Here’s a quite different spin. On my first days here in San Francisco, before embarking on my first job, my first “gainful employment” was “crabbing” with my wife’s relatives. Armed with crab nets (they typically are shaped like buckets of intertwined rope), we would spirit away on those biting-cold August days under cover of midnight and make our way under the Golden Gate bridge. Secured on some outcropping of rocks, we would drop our nets and hunt for those delicious Dungeness crabs, quite popular and quite expensive in these parts.
I had wondered then why we had to do it around midnight. Until much later, I found out that we were not just to trying to avoid frostbite; but more importantly we were trying to elude any warden who could be patrolling the area.
Anyway, bait for the crabs was chicken legs or necks tied at the center of the net. One had to buy these from wet markets. But I would notice that while we would only have one bait per net (part of the reason was cost) if we kept that net submerged long enough, one could come up almost always with two or more crabs.
Thus, any budding social scientist could interpret that behavior of the crab as showing its sharing mentality. While most animals would fight for a morsel of food, the crab typically shares it with others. You have seen dogs and even pigs growl at others trying to share in their meal.
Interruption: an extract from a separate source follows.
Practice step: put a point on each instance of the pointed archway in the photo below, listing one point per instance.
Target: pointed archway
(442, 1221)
There you go. So the next time somebody tags you with the crab mentality label, think of this least-known behavior of the crab and find solace in it.
I had initially painted three scenarios where Filipinos might use the phrase to depict a particular situation.
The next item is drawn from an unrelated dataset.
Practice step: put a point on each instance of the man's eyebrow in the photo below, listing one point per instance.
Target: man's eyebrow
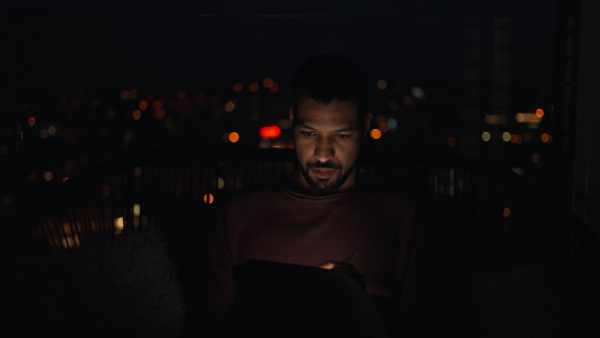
(341, 130)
From solicited comments made, it does not appear that Filipinos patronize Filipino businesses any more or less than other ethnic groups. There may even be a predisposition toward patronage due to familiarity and commonality of language or dialect. I myself, partly because I live in an area of high concentration of FilAms, bought my first house from a FilAm agent. Another reason for the choice was that the familiarity with him emboldened me to ask for bonuses one would not normally ask from strangers.
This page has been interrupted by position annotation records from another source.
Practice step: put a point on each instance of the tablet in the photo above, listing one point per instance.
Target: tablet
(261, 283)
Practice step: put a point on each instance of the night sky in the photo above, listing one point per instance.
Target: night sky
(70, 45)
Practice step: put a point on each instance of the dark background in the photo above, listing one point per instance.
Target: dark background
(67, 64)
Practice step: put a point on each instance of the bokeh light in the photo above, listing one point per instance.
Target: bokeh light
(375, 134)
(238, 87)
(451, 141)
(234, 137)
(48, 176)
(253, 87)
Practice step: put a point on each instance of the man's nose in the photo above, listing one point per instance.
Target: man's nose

On the legal front, this claim of rash to judgment reaction, or witch-hunting, or even disregard of the presumption of innocence principle, may not be justified for assigning this label. They are just too fraught with legalese and may be too complicated.
Thus, the most oft-used reason this label may be used is when a compatriot renders adverse criticism to another Filipino/FilAm, especially one of note and prominence. And it is usually assigned by the target of the criticism or those directly involved or associated with him/her. A quote from one post ascribed this heightened sensibility to criticism to the Filipino’s amor propio. But translated, amor propio means self-respect. Can self-respect be damaged by any and all adverse criticism? Could be affected but not necessarily? Or do we interpret amor propio to mean pride of self or ego? Or worse, false pride?
I still do not see the proper correlation or connection. If such were the case, then maybe we as an ethnic group should refrain from liberal and gratuitous (?) use of such label?
"Crab mentality" takes on a new meaning for the Bugueyanos. They do not buy the traditional negative connotation that crabs, when placed in a pan, tend to pull one another down as they try to reach the top, Antiporda says.
Instead, they say, crab mentality should connote cooperation and unity. In a literal sense, crabs, in a similar situation, get on top of one another to form a makeshift ladder to help them reach the brim."